Idli Dosa Batter | How to Make Dosa Batter
Making idli dosa batter at home is incredible easy if you follow my timeline. This produces super soft idlis and incredibly crispy dosas every single time.
Prep Time10 minutes mins
Cook Time30 minutes mins
Total Time40 minutes mins
Course: Snacks & Appetisers
Cuisine: Indian, South Indian
Diet: Vegan, Vegetarian
Servings: 8 people
For grinding
- 1 ½ cups idli rice or parboiled rice
- ½ cup skinned urad dal
- ¼ cup poha or flattened rice
- ¼ cup cooked rice
- 1 teaspoon methi seeds fenugreek seeds
- 1 ½ cups water
- 4-5 ice cubes
Other
- 1 ½ teaspoon salt divided
Day 1 - Morning
Wash and soak idli rice, urad dal, poha and methi seeds in enough water in a way that there is at least an inch of extra water over the rice and dal.
1 ½ cups idli rice or parboiled rice, ½ cup skinned urad dal, ¼ cup poha, 1 teaspoon methi seeds
Day 1 - Evening
Once the grains have soaked for about 8 hours, drain the excess water from both the bowls.
Grind the idli rice-urad dal mix along with the cooked rice till almost smooth with approx. 1 ½ cups water and 4-5 ice cubes in a mixer grinder.
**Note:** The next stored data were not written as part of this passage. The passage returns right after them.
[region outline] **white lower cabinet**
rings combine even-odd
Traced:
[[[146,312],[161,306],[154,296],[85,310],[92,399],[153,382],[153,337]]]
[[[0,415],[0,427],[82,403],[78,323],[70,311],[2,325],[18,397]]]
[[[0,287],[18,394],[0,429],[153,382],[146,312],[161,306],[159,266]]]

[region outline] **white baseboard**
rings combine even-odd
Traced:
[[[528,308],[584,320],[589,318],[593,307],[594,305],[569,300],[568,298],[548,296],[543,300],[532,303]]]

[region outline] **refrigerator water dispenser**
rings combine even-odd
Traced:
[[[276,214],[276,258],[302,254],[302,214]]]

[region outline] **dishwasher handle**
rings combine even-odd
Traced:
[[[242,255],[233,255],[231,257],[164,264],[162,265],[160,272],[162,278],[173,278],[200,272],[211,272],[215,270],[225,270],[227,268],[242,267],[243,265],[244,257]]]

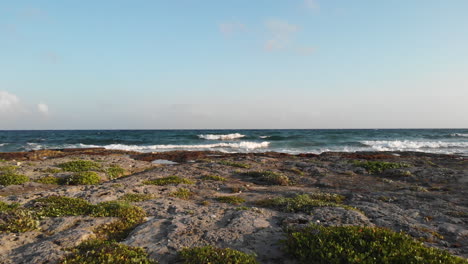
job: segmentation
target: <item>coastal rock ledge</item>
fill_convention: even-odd
[[[295,231],[319,236],[354,226],[403,232],[437,254],[448,252],[449,263],[467,263],[468,159],[413,152],[0,153],[0,263],[86,263],[80,258],[93,245],[114,247],[122,259],[134,250],[139,261],[114,263],[196,263],[187,252],[205,246],[258,263],[307,263],[291,248]]]

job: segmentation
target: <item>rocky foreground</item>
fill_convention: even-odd
[[[63,262],[94,238],[141,247],[159,263],[205,245],[297,263],[279,241],[285,228],[311,223],[385,227],[468,257],[468,159],[459,156],[44,150],[0,153],[2,173],[26,178],[0,186],[0,263]],[[48,197],[86,204],[53,208]],[[142,218],[112,213],[111,201],[141,208]],[[13,207],[36,222],[8,227]]]

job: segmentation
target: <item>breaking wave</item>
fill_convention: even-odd
[[[377,151],[418,151],[423,149],[468,148],[468,142],[368,140],[360,143]]]
[[[243,138],[245,137],[245,135],[242,135],[239,133],[226,134],[226,135],[202,134],[202,135],[198,135],[198,137],[201,139],[208,139],[208,140],[230,140],[230,139]]]
[[[464,134],[464,133],[454,133],[454,134],[450,134],[451,137],[468,137],[468,134]]]

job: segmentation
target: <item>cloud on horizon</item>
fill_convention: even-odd
[[[226,37],[232,36],[237,32],[243,32],[247,26],[240,22],[223,22],[219,24],[219,31]]]
[[[285,20],[270,19],[265,21],[269,38],[265,42],[266,51],[277,51],[286,48],[300,30],[299,26],[290,24]]]

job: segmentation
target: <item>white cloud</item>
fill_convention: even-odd
[[[7,91],[0,91],[0,113],[14,112],[20,108],[18,96]]]
[[[307,9],[317,11],[320,9],[320,6],[316,0],[304,0],[304,6]]]
[[[275,51],[285,48],[299,31],[299,27],[284,20],[272,19],[265,22],[270,38],[265,42],[265,50]]]
[[[296,49],[296,52],[303,56],[308,56],[313,54],[316,51],[314,47],[299,47]]]
[[[231,36],[235,32],[245,31],[246,26],[240,22],[225,22],[219,24],[219,31],[225,36]]]
[[[49,114],[49,106],[44,104],[44,103],[40,103],[37,105],[37,111],[39,111],[39,113],[43,114],[43,115],[48,115]]]

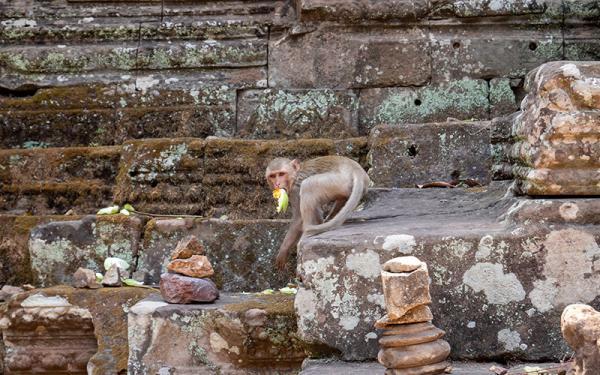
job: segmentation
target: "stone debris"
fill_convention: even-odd
[[[192,255],[187,259],[175,259],[168,265],[167,269],[185,276],[204,278],[212,276],[215,271],[208,258],[204,255]]]
[[[124,276],[125,271],[119,268],[116,264],[110,266],[108,271],[104,274],[102,279],[102,285],[104,286],[122,286],[123,282],[121,278]]]
[[[160,276],[160,294],[169,303],[213,302],[219,298],[219,290],[210,279],[175,273]]]
[[[102,284],[96,280],[96,272],[88,268],[79,267],[73,274],[73,286],[75,288],[101,288]]]
[[[377,360],[386,375],[444,373],[450,344],[431,324],[427,265],[414,256],[391,259],[382,266],[381,281],[387,314],[375,327],[383,329]]]
[[[25,290],[23,288],[19,288],[18,286],[4,285],[2,289],[0,289],[0,301],[6,301],[12,295],[22,293],[24,291]]]
[[[171,254],[171,260],[188,259],[192,255],[204,255],[204,246],[194,235],[187,236],[177,243]]]
[[[594,375],[600,369],[600,312],[591,306],[565,307],[560,319],[565,341],[575,351],[574,375]]]

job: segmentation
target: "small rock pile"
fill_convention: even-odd
[[[381,280],[387,314],[375,327],[383,329],[377,359],[386,375],[445,372],[450,345],[441,339],[445,332],[431,324],[427,264],[412,256],[391,259]]]
[[[160,294],[169,303],[213,302],[219,298],[215,283],[207,279],[215,272],[204,247],[195,236],[177,244],[167,265],[168,273],[160,275]]]

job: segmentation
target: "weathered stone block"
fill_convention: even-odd
[[[161,139],[124,146],[115,201],[140,211],[227,215],[230,219],[276,215],[264,169],[276,156],[309,159],[344,155],[361,160],[366,140],[249,141]]]
[[[269,85],[352,88],[422,85],[431,75],[428,41],[418,28],[322,27],[273,33]]]
[[[77,216],[0,215],[0,284],[34,282],[29,256],[29,232],[50,221],[75,220]]]
[[[416,20],[425,18],[432,11],[431,2],[425,0],[300,0],[296,3],[296,11],[303,22]]]
[[[454,358],[562,358],[568,349],[555,322],[564,306],[598,308],[600,231],[501,222],[518,203],[503,200],[505,191],[381,191],[356,221],[301,241],[301,337],[346,359],[374,358],[373,323],[385,312],[380,264],[414,255],[428,265],[430,307]]]
[[[126,314],[149,293],[145,288],[60,286],[20,294],[0,310],[7,373],[125,371]]]
[[[439,25],[431,30],[433,82],[451,79],[522,77],[536,66],[562,58],[562,34],[556,27],[524,30],[514,26]],[[502,51],[502,53],[498,53]]]
[[[365,89],[360,93],[360,129],[368,133],[379,124],[414,124],[448,118],[486,120],[489,97],[487,82],[471,79],[420,88]]]
[[[489,82],[490,113],[489,119],[510,115],[519,109],[511,80],[494,78]]]
[[[486,1],[449,1],[440,3],[431,13],[432,18],[440,17],[495,17],[538,15],[548,7],[546,3],[535,0],[500,0],[494,3]]]
[[[273,272],[275,255],[288,223],[284,220],[224,221],[154,219],[148,222],[136,278],[157,284],[177,242],[190,234],[202,243],[224,291],[283,287],[293,270]]]
[[[214,304],[146,299],[129,310],[130,374],[288,373],[305,347],[296,335],[293,297],[225,294]]]
[[[369,137],[369,176],[380,187],[490,180],[489,122],[379,126]]]
[[[597,11],[600,13],[600,11]],[[600,19],[600,14],[597,15]],[[597,21],[596,21],[597,23]],[[565,27],[565,56],[563,60],[600,60],[600,37],[597,26]]]
[[[357,108],[352,91],[244,91],[238,96],[238,132],[247,138],[355,137]]]
[[[511,157],[529,195],[600,194],[600,63],[553,62],[530,72]]]
[[[120,147],[0,150],[0,210],[95,212],[112,201]]]
[[[137,257],[142,221],[124,215],[86,216],[81,220],[53,222],[31,231],[29,253],[36,284],[71,283],[79,268],[103,271],[106,257]]]
[[[52,87],[30,97],[2,97],[0,146],[112,145],[132,138],[234,134],[235,89],[171,79],[144,76],[116,85]]]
Add additional water if required. The consistency should be such that it can leave a thick coat on the back of a spoon and falls in a ribbon like consistency when poured with a ladle. The ground batter should feel very slightly gritty between your fingers.
¼ cup cooked rice, 1 ½ cups water, 4-5 ice cubes
Pour the batter into a bowl that’s large enough so that there is room for the batter to rise. Mix the batter with clean hands as shown in the video - this is an important step as it helps in the fermentation so please don’t skip it.
Cover the bowl and set aside to ferment. Leave it in a warm, dry place away from direct sunlight to ferment. Fermentation takes anywhere between 12-24 hours depending on the humidity and temperature at your place. The warmer it is, the faster it’ll ferment.
Day 2 - Morning or Afternoon
Once fermented, the batter should have become almost 1.5 times its size with a slight dome shape and a wrinkle, bubbly layer on top. You should be able to smell a little sourness in the batter. This smell means it has fermented. If it is too sour, it has fermented too much! You can use a spoon to check the batter – the texture should be frothy with air bubbles.
Take out 2 cups of batter in a bowl, add ½ teaspoon of salt and use it to make idlis, dosa etc.
1 ½ teaspoon salt
- Ice cubes are added to avoid the batter from getting too hot while grinding.
- Salt to be added ONLY to the quantity of batter you are using to avoid the batter getting too sour.
- If you are not using all of the batter, store the remaining unsalted batter in an air tight container in the fridge for up to 3 days or freeze the batter for up to a month.